Look at mister hoighty toighty living in Carmel while the rest of us live in the ghetto.

Yes, I have dreams of having dioramas commissioned of scenes from all my favourite movies. I have already figured out about thirty of the ones I’d like.

Opening a charter school in Orange, NJ.

My stupid local station… the numbers they are showing aren’t correct. I’ll call them to get it corrected first thing in the morning.

And after they ran my story in the paper even… Lottery Ticket Holder Has Already Spent $900 Million In Anticipation Of Winning Big Prize

Sure, but tack on my Social Security payout and I’d be comfortable.

I’ve asked myself if I would even want to win that insane amount of money. We’re talking about the transition from being an average Joe to having Warren Buffet or Saudi Prince wealth overnight, with a simple purchase of a ticket.

It’s a life-altering event, and there’s a ton of anecdotal evidence that suggests the ‘winner’ may end up having their lives ruined.

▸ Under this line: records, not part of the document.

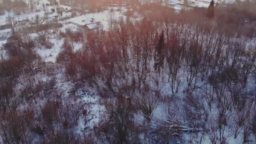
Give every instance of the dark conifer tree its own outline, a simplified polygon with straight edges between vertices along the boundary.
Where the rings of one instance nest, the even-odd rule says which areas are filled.
[[[164,41],[163,32],[162,31],[159,37],[157,45],[155,48],[155,57],[154,65],[155,70],[157,69],[159,74],[160,74],[161,67],[163,65]]]
[[[209,7],[208,7],[208,11],[207,13],[207,16],[209,18],[212,18],[214,16],[214,1],[212,0]]]

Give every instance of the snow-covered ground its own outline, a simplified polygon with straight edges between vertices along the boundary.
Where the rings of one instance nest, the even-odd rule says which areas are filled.
[[[111,11],[113,12],[111,12]],[[94,21],[100,21],[104,29],[106,29],[108,27],[109,17],[110,14],[114,16],[114,18],[117,19],[121,16],[124,17],[123,14],[123,13],[127,11],[126,8],[125,7],[108,7],[107,10],[102,12],[96,13],[90,13],[82,15],[67,20],[67,22],[73,23],[78,25],[83,26],[85,24],[91,23],[92,19],[94,19]],[[112,13],[111,14],[110,13]]]

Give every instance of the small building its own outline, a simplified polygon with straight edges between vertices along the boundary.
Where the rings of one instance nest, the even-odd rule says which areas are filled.
[[[100,21],[94,22],[87,24],[83,25],[83,27],[86,31],[90,31],[100,28],[101,25]]]

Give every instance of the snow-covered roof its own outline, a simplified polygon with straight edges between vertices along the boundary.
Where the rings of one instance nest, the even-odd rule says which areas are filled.
[[[87,27],[88,29],[91,30],[98,28],[99,27],[99,22],[94,22],[89,24],[87,24],[85,26]]]

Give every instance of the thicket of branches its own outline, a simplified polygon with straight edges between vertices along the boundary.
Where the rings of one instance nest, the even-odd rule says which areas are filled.
[[[3,46],[9,58],[0,61],[2,140],[224,144],[240,136],[255,141],[256,51],[247,43],[256,35],[240,32],[243,24],[219,21],[224,18],[218,12],[211,20],[205,10],[197,14],[201,11],[163,13],[160,20],[109,16],[109,29],[88,32],[77,51],[73,41],[83,39],[67,30],[72,37],[52,65],[33,51],[36,42],[10,37]],[[75,133],[87,114],[79,101],[58,92],[55,74],[61,72],[65,80],[89,82],[98,90],[106,115],[91,135]]]

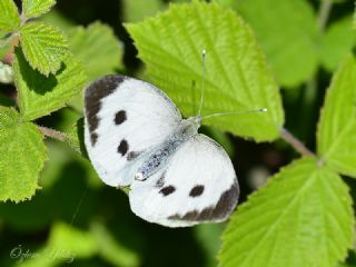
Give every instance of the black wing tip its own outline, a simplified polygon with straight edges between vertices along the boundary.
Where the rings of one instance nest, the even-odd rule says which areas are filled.
[[[105,97],[113,91],[123,80],[128,77],[121,75],[107,75],[93,82],[91,82],[85,89],[85,100],[90,100],[91,98]]]
[[[217,205],[205,208],[201,211],[192,210],[185,215],[176,214],[176,215],[169,216],[168,219],[197,221],[197,222],[224,221],[234,211],[237,205],[238,197],[239,197],[239,187],[237,182],[234,182],[228,190],[221,194]]]

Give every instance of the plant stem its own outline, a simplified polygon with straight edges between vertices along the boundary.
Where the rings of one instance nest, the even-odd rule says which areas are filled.
[[[38,126],[38,129],[40,130],[40,132],[42,132],[44,136],[60,140],[60,141],[66,141],[67,140],[67,135],[61,132],[61,131],[57,131],[53,130],[51,128],[47,128],[43,126]]]
[[[280,137],[286,142],[290,144],[290,146],[294,147],[303,156],[316,157],[314,152],[312,152],[299,139],[291,135],[287,129],[280,128]]]

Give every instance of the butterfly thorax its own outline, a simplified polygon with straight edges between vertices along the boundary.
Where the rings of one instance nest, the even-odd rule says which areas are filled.
[[[198,134],[200,127],[200,117],[190,117],[181,120],[177,131],[170,135],[158,148],[154,149],[147,160],[138,168],[135,179],[146,180],[148,177],[158,171],[167,160],[174,155],[177,148],[189,138]]]

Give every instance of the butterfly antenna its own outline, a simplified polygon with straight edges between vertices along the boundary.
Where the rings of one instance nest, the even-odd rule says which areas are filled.
[[[205,55],[206,52],[207,51],[205,49],[201,51],[201,95],[200,95],[198,117],[201,116],[202,99],[204,99],[204,91],[205,91]]]
[[[201,117],[201,120],[202,119],[208,119],[208,118],[211,118],[211,117],[225,116],[225,115],[259,113],[259,112],[267,112],[267,109],[253,109],[253,110],[246,110],[246,111],[229,111],[229,112],[214,113],[214,115],[208,115],[208,116]]]

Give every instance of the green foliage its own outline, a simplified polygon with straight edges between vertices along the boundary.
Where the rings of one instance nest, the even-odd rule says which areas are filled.
[[[71,51],[83,62],[89,80],[123,69],[121,43],[110,27],[100,22],[69,32]]]
[[[278,137],[284,113],[277,85],[249,28],[233,11],[194,1],[172,4],[162,14],[126,28],[147,65],[148,77],[185,116],[197,112],[191,110],[201,91],[201,51],[206,49],[202,115],[257,108],[268,112],[202,122],[257,141]]]
[[[34,125],[4,107],[0,107],[0,200],[31,198],[39,188],[46,146]]]
[[[334,267],[354,235],[348,188],[329,168],[304,158],[239,206],[222,235],[221,266]]]
[[[36,18],[47,13],[55,4],[56,0],[23,0],[22,13],[27,19]]]
[[[99,255],[113,266],[139,266],[139,257],[134,251],[117,243],[102,224],[93,222],[92,235],[98,245]]]
[[[132,75],[136,62],[129,62],[130,70],[125,70],[123,44],[107,24],[75,26],[75,18],[57,11],[43,17],[55,2],[23,0],[19,14],[12,0],[0,0],[0,59],[6,62],[2,67],[0,63],[0,82],[11,82],[10,76],[3,79],[1,75],[11,75],[12,70],[14,75],[14,87],[0,89],[0,234],[11,228],[26,235],[24,239],[21,234],[13,235],[1,244],[1,266],[59,266],[69,263],[71,256],[76,266],[161,266],[171,264],[174,257],[177,266],[216,266],[219,249],[218,264],[227,267],[355,265],[355,251],[349,250],[347,258],[346,255],[354,236],[350,196],[355,196],[356,180],[345,179],[349,194],[340,178],[356,178],[356,60],[353,55],[347,56],[355,46],[350,12],[345,16],[335,9],[328,21],[333,4],[329,0],[313,2],[317,16],[307,0],[176,0],[172,2],[185,3],[171,6],[166,0],[121,1],[120,20],[131,22],[126,28],[147,67],[148,79],[169,95],[184,116],[198,110],[204,49],[202,116],[268,109],[265,113],[209,118],[204,123],[214,127],[201,128],[230,157],[237,157],[243,200],[248,190],[246,184],[251,184],[248,177],[253,177],[253,168],[260,168],[258,161],[267,164],[261,168],[268,172],[291,158],[279,144],[258,146],[256,152],[256,145],[233,139],[226,131],[257,141],[281,137],[299,151],[303,141],[288,139],[287,129],[280,128],[293,123],[291,131],[310,128],[294,121],[299,116],[298,121],[305,122],[305,115],[315,126],[317,112],[312,109],[318,111],[322,86],[342,62],[320,112],[317,155],[301,157],[269,178],[238,207],[226,230],[224,224],[172,230],[136,218],[127,196],[105,186],[86,159],[81,118],[85,72],[89,81],[116,72],[137,77],[137,72]],[[92,11],[89,2],[83,17]],[[132,23],[147,17],[154,18]],[[12,52],[18,40],[20,44]],[[134,55],[130,46],[126,48],[128,62]],[[320,66],[327,72],[318,71]],[[285,91],[286,126],[279,86],[298,89]],[[306,100],[298,106],[303,93]],[[70,107],[61,109],[65,106]],[[310,109],[299,112],[304,107]],[[39,131],[43,128],[32,120],[63,131],[60,136],[66,138],[58,139],[65,139],[77,152],[47,140],[49,160],[41,171],[47,159]],[[314,146],[314,132],[308,130],[308,135],[313,141],[306,142]],[[246,151],[253,152],[245,155]],[[40,187],[43,190],[33,197]],[[128,192],[128,188],[125,190]],[[29,198],[31,201],[16,204]],[[27,235],[34,231],[49,231],[47,241],[39,245],[36,239],[30,245]],[[30,256],[34,253],[40,257],[26,258],[23,263],[10,259],[12,248],[8,244],[19,239],[23,249],[29,244]]]
[[[320,59],[323,67],[334,71],[356,43],[352,18],[346,17],[332,23],[322,40]]]
[[[348,56],[327,90],[318,127],[318,155],[356,178],[356,61]]]
[[[165,4],[160,0],[125,0],[123,8],[125,21],[137,22],[156,14]]]
[[[68,40],[53,26],[30,22],[21,27],[21,47],[33,69],[48,76],[56,73],[68,53]]]
[[[279,83],[295,87],[312,78],[318,65],[318,31],[309,3],[305,0],[237,3],[238,12],[256,32]],[[274,12],[268,12],[271,4]]]
[[[33,120],[63,107],[81,92],[87,78],[82,66],[70,55],[63,59],[57,75],[44,77],[26,61],[21,50],[16,50],[14,81],[19,90],[19,107],[23,119]]]
[[[19,11],[12,0],[1,0],[0,10],[0,31],[12,31],[20,27]]]

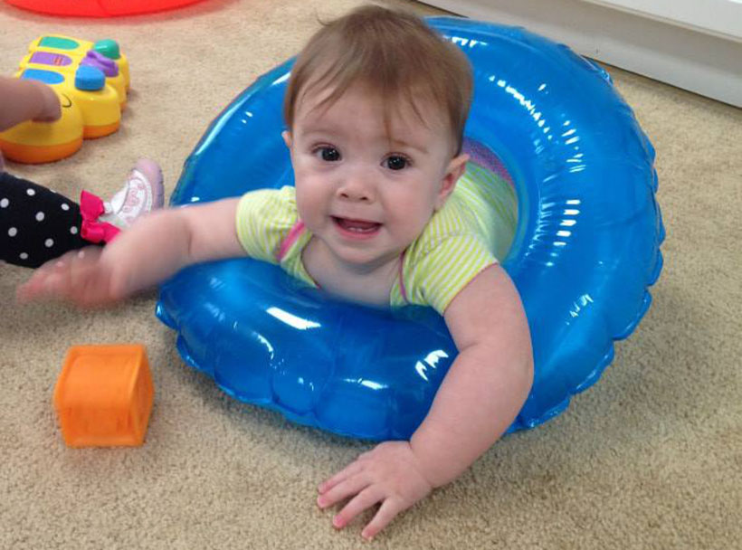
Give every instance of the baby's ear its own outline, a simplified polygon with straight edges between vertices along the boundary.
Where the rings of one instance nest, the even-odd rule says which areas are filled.
[[[466,170],[466,163],[469,160],[469,155],[462,153],[458,156],[454,156],[446,168],[446,173],[443,175],[443,180],[441,182],[441,191],[438,193],[438,198],[435,201],[435,210],[441,210],[443,204],[446,204],[448,197],[453,193],[456,188],[456,182]]]
[[[292,143],[292,141],[291,141],[291,132],[290,132],[289,130],[283,130],[281,133],[281,137],[283,138],[283,143],[286,144],[286,147],[290,149],[291,148],[291,143]]]

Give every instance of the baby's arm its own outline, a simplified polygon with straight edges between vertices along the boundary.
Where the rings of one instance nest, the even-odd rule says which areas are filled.
[[[0,132],[25,120],[52,122],[62,116],[59,98],[43,82],[0,76]]]
[[[18,298],[102,306],[165,280],[186,266],[243,256],[234,221],[238,201],[154,212],[103,249],[89,247],[48,261],[18,288]]]
[[[533,357],[520,298],[499,265],[451,302],[445,320],[459,355],[409,441],[386,441],[319,486],[321,507],[350,501],[342,527],[381,504],[362,535],[373,537],[433,488],[455,479],[508,429],[530,391]]]

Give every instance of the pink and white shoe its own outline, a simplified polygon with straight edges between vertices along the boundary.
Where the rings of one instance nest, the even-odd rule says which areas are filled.
[[[125,229],[142,214],[162,208],[165,189],[159,166],[148,158],[140,158],[128,173],[124,186],[109,202],[104,202],[104,213],[99,221]]]

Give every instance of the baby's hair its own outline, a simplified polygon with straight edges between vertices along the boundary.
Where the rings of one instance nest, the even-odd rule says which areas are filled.
[[[328,24],[312,36],[291,70],[283,114],[290,129],[300,95],[332,90],[319,107],[331,105],[349,88],[362,85],[381,98],[385,124],[400,98],[418,109],[431,101],[447,117],[457,153],[471,101],[471,69],[466,56],[418,16],[366,5]]]

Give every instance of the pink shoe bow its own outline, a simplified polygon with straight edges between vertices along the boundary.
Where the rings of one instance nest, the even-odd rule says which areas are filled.
[[[90,242],[110,242],[121,231],[108,222],[99,222],[98,218],[106,212],[103,201],[87,191],[80,194],[80,213],[82,226],[80,236]]]

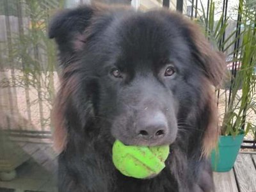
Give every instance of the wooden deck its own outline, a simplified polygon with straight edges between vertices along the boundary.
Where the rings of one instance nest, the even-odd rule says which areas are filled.
[[[216,192],[256,192],[256,153],[240,153],[231,171],[214,179]]]
[[[17,168],[16,179],[0,181],[0,192],[56,192],[56,154],[51,145],[19,143],[31,157]],[[214,179],[216,192],[256,192],[256,153],[240,153],[230,172],[214,172]]]

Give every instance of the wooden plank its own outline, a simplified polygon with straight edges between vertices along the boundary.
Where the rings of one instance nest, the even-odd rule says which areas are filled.
[[[239,154],[234,170],[241,192],[256,191],[256,170],[251,154]]]
[[[213,173],[216,192],[238,192],[233,170],[225,173]]]

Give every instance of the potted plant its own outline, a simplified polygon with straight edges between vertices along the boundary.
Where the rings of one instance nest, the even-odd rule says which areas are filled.
[[[232,56],[232,60],[227,62],[229,78],[226,79],[226,86],[217,91],[221,112],[221,136],[211,154],[212,167],[216,172],[232,169],[244,136],[255,129],[246,119],[249,113],[256,111],[256,20],[254,10],[250,7],[239,1],[239,25],[229,34],[225,34],[230,23],[228,18],[224,19],[222,14],[218,22],[214,21],[214,3],[212,1],[208,17],[205,17],[203,8],[203,17],[200,20],[205,24],[205,35],[213,45],[228,57]],[[236,45],[234,51],[228,52],[233,45]],[[228,88],[227,81],[230,82]]]

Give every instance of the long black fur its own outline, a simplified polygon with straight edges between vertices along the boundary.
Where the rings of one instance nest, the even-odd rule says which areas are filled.
[[[219,83],[222,63],[213,51],[202,50],[205,40],[202,35],[195,39],[200,31],[193,28],[167,10],[125,7],[82,6],[52,19],[49,34],[61,67],[54,116],[57,142],[63,142],[60,192],[214,191],[204,142],[215,113],[209,90]],[[175,76],[160,77],[169,62],[176,66]],[[109,75],[114,65],[122,79]],[[170,145],[164,169],[136,179],[115,168],[111,149],[116,138],[136,143],[127,129],[136,118],[133,110],[145,104],[166,109],[170,136],[175,137],[156,143]]]

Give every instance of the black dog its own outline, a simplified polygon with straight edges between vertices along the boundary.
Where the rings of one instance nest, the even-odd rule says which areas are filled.
[[[61,87],[54,111],[60,192],[213,191],[214,93],[224,60],[198,28],[167,10],[83,6],[54,18]],[[112,145],[170,145],[165,168],[136,179]]]

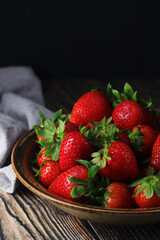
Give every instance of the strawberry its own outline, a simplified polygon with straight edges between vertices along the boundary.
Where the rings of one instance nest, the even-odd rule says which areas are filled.
[[[160,131],[160,116],[155,116],[153,118],[153,128],[155,128],[158,131]]]
[[[153,104],[150,101],[137,100],[137,92],[126,83],[124,93],[112,90],[116,100],[113,101],[113,121],[119,129],[132,129],[139,124],[152,125],[153,117],[149,109],[152,110]]]
[[[71,196],[72,189],[78,184],[72,183],[69,178],[78,177],[80,179],[88,179],[88,169],[82,165],[74,166],[67,171],[61,173],[49,186],[48,191],[55,196],[63,197],[76,202],[84,200],[83,197],[74,198]]]
[[[158,135],[153,148],[150,165],[156,170],[160,170],[160,134]]]
[[[160,174],[149,175],[129,185],[134,188],[134,199],[140,208],[160,206]]]
[[[113,121],[119,129],[132,129],[139,124],[151,125],[152,116],[139,103],[126,100],[115,107]]]
[[[75,125],[74,123],[72,122],[67,122],[65,124],[65,129],[64,129],[64,133],[67,135],[68,133],[70,132],[78,132],[79,131],[79,128],[77,125]]]
[[[130,139],[128,137],[128,134],[122,130],[120,130],[120,135],[119,137],[117,138],[117,141],[118,142],[123,142],[125,144],[127,144],[129,147],[131,147],[131,142],[130,142]]]
[[[61,169],[58,161],[47,160],[40,169],[40,182],[43,186],[49,187],[60,175]]]
[[[34,125],[37,134],[38,143],[45,148],[45,156],[51,157],[52,160],[59,159],[59,148],[63,138],[65,137],[65,124],[69,116],[62,114],[62,110],[58,110],[53,114],[52,119],[45,118],[40,110],[41,124]]]
[[[63,171],[78,164],[76,160],[89,160],[94,147],[80,132],[68,133],[60,146],[59,164]]]
[[[61,173],[48,190],[57,196],[76,202],[102,205],[108,179],[99,176],[99,168],[86,160]]]
[[[123,142],[113,142],[92,154],[91,162],[100,167],[100,174],[111,181],[129,181],[138,177],[137,160],[131,148]]]
[[[40,167],[46,160],[51,159],[51,156],[45,156],[46,148],[41,150],[37,157],[37,164]]]
[[[132,129],[129,138],[138,160],[143,160],[151,155],[157,136],[158,131],[148,125],[139,125]]]
[[[126,183],[113,182],[106,188],[105,207],[107,208],[135,208],[132,198],[133,192]]]
[[[104,92],[99,90],[85,93],[75,103],[70,122],[77,126],[86,126],[89,121],[100,121],[104,116],[109,118],[112,115],[112,106]]]

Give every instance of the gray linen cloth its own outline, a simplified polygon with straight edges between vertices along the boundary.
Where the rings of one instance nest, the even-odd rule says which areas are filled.
[[[48,118],[53,112],[44,107],[41,83],[29,67],[0,69],[0,189],[13,193],[17,178],[10,163],[12,148],[19,137],[40,123],[39,109]]]

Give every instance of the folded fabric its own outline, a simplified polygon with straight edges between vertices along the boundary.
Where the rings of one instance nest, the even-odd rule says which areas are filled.
[[[40,123],[39,109],[48,118],[53,112],[44,107],[41,82],[29,67],[0,69],[0,189],[13,193],[17,178],[10,154],[18,138]]]

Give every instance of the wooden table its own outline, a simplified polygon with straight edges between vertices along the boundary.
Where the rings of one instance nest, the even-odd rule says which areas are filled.
[[[122,89],[125,80],[111,81]],[[158,106],[160,101],[159,80],[128,81],[140,96],[151,96]],[[45,80],[42,82],[46,106],[56,111],[71,112],[74,102],[94,87],[104,88],[105,80]],[[51,203],[36,196],[19,184],[14,194],[0,191],[0,239],[105,239],[105,240],[158,240],[160,225],[108,226],[70,216]]]

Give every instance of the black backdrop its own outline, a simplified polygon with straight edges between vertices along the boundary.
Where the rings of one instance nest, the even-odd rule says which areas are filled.
[[[42,78],[158,78],[160,9],[153,4],[1,1],[0,67],[29,65]]]

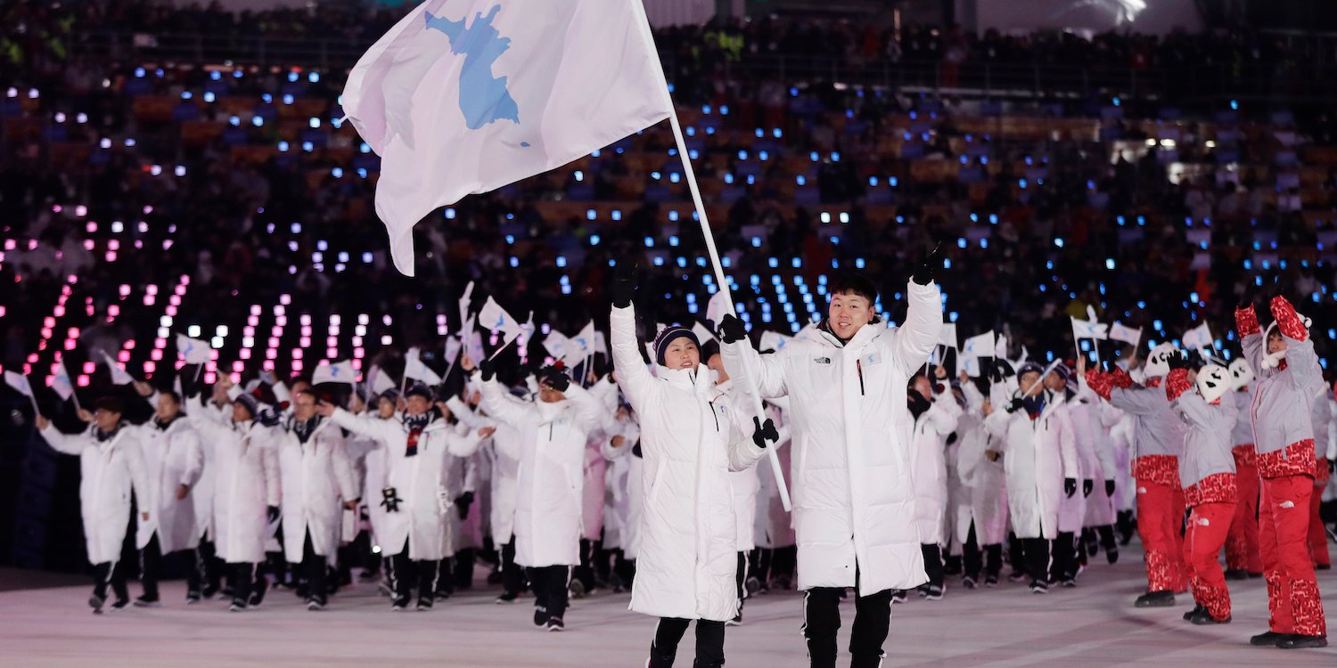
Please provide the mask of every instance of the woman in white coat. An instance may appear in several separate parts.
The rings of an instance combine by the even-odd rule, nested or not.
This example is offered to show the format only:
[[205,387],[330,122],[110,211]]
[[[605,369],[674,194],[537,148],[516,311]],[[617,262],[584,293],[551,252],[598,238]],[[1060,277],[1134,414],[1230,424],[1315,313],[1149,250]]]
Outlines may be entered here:
[[449,409],[432,410],[432,390],[413,383],[405,391],[404,413],[397,418],[354,415],[330,403],[316,411],[349,432],[374,438],[385,453],[380,504],[385,508],[381,554],[388,558],[393,603],[390,609],[409,609],[414,585],[417,609],[431,611],[436,600],[440,564],[449,537],[447,513],[455,512],[447,489],[451,457],[468,457],[479,445],[476,433],[459,434],[447,424]]
[[[214,529],[218,557],[227,564],[233,612],[258,605],[267,582],[257,568],[265,562],[269,522],[278,518],[278,458],[273,428],[257,421],[259,401],[237,395],[233,418],[223,425],[209,417],[199,397],[186,417],[202,440],[214,448]],[[253,591],[253,585],[258,587]]]
[[673,665],[691,620],[694,665],[718,667],[725,663],[725,621],[738,611],[738,518],[729,472],[757,464],[765,454],[758,445],[774,424],[755,425],[754,440],[747,438],[746,414],[715,386],[687,327],[670,326],[655,337],[651,375],[636,341],[634,290],[630,267],[620,269],[610,286],[610,338],[619,385],[640,415],[648,481],[631,609],[659,617],[651,668]]
[[301,564],[306,609],[325,608],[329,562],[338,553],[344,509],[361,501],[344,430],[316,414],[309,389],[293,397],[293,415],[275,430],[282,480],[283,557]]
[[[943,542],[947,526],[947,437],[956,429],[961,407],[951,390],[933,391],[928,377],[910,378],[906,405],[915,417],[910,436],[910,461],[915,470],[915,525],[919,529],[920,550],[924,553],[924,572],[928,582],[920,596],[931,601],[943,600],[945,576],[943,573]],[[904,592],[894,600],[904,601]]]
[[[84,524],[84,546],[94,566],[96,584],[88,605],[102,613],[107,587],[116,595],[111,609],[130,605],[120,550],[130,526],[130,494],[148,498],[148,474],[135,429],[120,422],[116,399],[99,399],[92,426],[80,434],[64,434],[37,415],[37,429],[51,449],[79,457],[79,510]],[[148,506],[140,520],[152,518]]]
[[[135,546],[139,549],[139,582],[143,596],[135,605],[156,607],[158,574],[164,556],[199,546],[195,502],[190,494],[205,474],[205,452],[199,434],[180,413],[180,397],[174,391],[158,394],[154,418],[138,428],[139,444],[148,472],[148,497],[152,509],[148,520],[139,518]],[[199,603],[202,581],[198,568],[186,572],[186,603]]]
[[533,624],[562,631],[571,568],[580,562],[586,444],[603,422],[603,406],[558,367],[540,371],[539,401],[519,406],[505,398],[491,362],[475,365],[465,355],[461,366],[479,374],[488,415],[520,433],[519,452],[507,453],[520,461],[515,560],[529,569]]
[[1031,593],[1048,592],[1050,541],[1059,536],[1062,498],[1076,494],[1079,476],[1064,397],[1044,390],[1043,373],[1035,362],[1021,366],[1011,403],[984,421],[1000,440],[1008,510],[1021,540]]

I’m sure there are many happy endings as well, but it just seems that it would be hard to trust anyone after winning such a prize.

If i were to buy a ticket, I would already have a plan for handling taxes, choosing accountants, financial managers, etc. One would have to approach handling their winnings like running a multi-million dollar business venture. You’d need business lawyers, a CFO, and they’d have to be credible. Not your family CPA

Nope. I’d just make a damn good attempt at spending a large chunk of the win in the years I have left. Hell, I’m not even 100% certain what a TLA like CFO even means, and I have no interest in learning.

I think I’d build a massive aquaponic farm & desalination plant in Puerto Rico. But instead of tilapia I’d have sharks (with frikkin lasers attached to their frikkin heads) as the ammonia producer & general building security. Or maybe ill-tempered sea bass.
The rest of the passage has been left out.